Facebook's New Features: What's Coming to Facebook From F8

Facebook's third developer conference caused a stir of web activity after a slew of new features were announced at f8. Highlighting this list of new Facebook features were social plugins that will spread Facebook functionality to the rest of the web without the need for people to log in to individual websites, including a 'like' button that can send information back to Facebook.

So let's take a look at some of the new Facebook features that were announced:

Social Plugins. This is the change that will make the biggest impact on the web. Facebook has streamlined their API to be easier to use and provided enhanced functionality that will allow website owners to add social integration to their websites. This includes a "Like" button that users can push to share an article or website on Facebook, but it goes beyond just a simple button.

Social plugins will allow users to hold conversations with their friends on the website without the need to go to the Facebook website or even log in to the site. The site can also display a list of recommended articles or an activity feed to show what their friends are talking about in real time.

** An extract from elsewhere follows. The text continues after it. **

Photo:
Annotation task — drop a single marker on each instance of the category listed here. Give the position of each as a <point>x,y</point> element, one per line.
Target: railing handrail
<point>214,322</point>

In essence, these social plugins create a social networking side of virtually any website that uses them.

Smarter Profiles. Along with the social plugins is the ability to send information back to Facebook, including links to articles you 'like' on the web.

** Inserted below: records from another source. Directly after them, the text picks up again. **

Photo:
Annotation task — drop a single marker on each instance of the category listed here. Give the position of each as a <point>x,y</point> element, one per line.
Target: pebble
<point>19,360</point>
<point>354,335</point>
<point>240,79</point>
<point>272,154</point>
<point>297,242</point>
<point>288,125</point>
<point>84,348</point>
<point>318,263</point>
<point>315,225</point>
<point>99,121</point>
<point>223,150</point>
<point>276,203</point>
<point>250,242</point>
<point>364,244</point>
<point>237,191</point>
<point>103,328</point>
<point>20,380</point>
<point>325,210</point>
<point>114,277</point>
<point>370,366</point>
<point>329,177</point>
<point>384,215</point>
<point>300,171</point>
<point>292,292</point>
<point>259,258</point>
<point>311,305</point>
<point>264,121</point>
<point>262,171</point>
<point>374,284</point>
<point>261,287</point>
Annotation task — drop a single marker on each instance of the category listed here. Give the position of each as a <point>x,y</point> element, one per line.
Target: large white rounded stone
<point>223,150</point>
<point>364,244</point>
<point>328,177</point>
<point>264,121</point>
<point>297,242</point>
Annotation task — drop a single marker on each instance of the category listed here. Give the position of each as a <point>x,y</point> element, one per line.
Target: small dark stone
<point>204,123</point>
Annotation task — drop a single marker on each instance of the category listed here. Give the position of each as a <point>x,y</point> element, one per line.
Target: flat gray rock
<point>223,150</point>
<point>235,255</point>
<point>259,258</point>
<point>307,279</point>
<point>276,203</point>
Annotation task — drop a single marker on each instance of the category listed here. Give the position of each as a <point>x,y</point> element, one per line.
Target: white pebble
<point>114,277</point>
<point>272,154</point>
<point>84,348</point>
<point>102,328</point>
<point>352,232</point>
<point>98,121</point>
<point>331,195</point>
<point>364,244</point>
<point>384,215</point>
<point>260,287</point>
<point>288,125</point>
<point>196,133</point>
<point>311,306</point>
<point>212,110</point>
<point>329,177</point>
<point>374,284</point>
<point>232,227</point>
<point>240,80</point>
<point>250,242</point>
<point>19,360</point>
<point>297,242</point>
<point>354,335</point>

But beyond that, Facebook is able to create a social graph by adding what you like to your profile. For example, if you like a specific movie on RottenTomatoes, it could appear in your favorite movies list in your Facebook Profile.

A More Knowledgeable Facebook. Going alongside smarter profiles is the fact that Facebook will become an encyclopedia of information about each of us users.

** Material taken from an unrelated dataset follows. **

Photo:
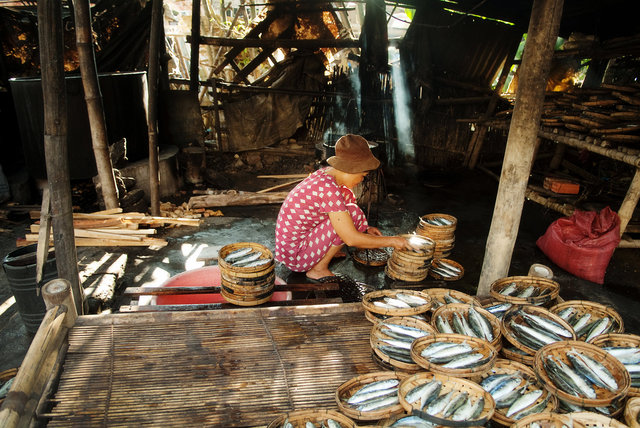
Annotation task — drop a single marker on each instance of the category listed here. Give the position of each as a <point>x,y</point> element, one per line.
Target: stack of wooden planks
<point>113,228</point>
<point>608,116</point>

This not only allows Facebook to create smarter advertisements that can better target an audience, it is also raising a lot of concern among privacy advocates who are worried about what Facebook might do with this information.

More Personal Details Shared With Apps. Facebook is opening up more information to apps and allowing apps to store information on users for longer periods of time. This will no doubt spawn new breeds of apps that are able to do a lot more than current Facebook apps, but it is also another concern for privacy advocates.

Facebook Credits. One key revenue strategy for many Facebook apps, especially social games, is the ability to perform in-app purchases. Currently, each app must deal with this separately, but through the inclusion of a universal currency called Facebook Credits, users will be able to purchase credits from Facebook and then use them in any app. This will not only make it much easier for us as users to perform in app purchases without worrying about sending our credit card information all over the web, it'll also mean we are more likely to make these purchases, which spells more money for app developers.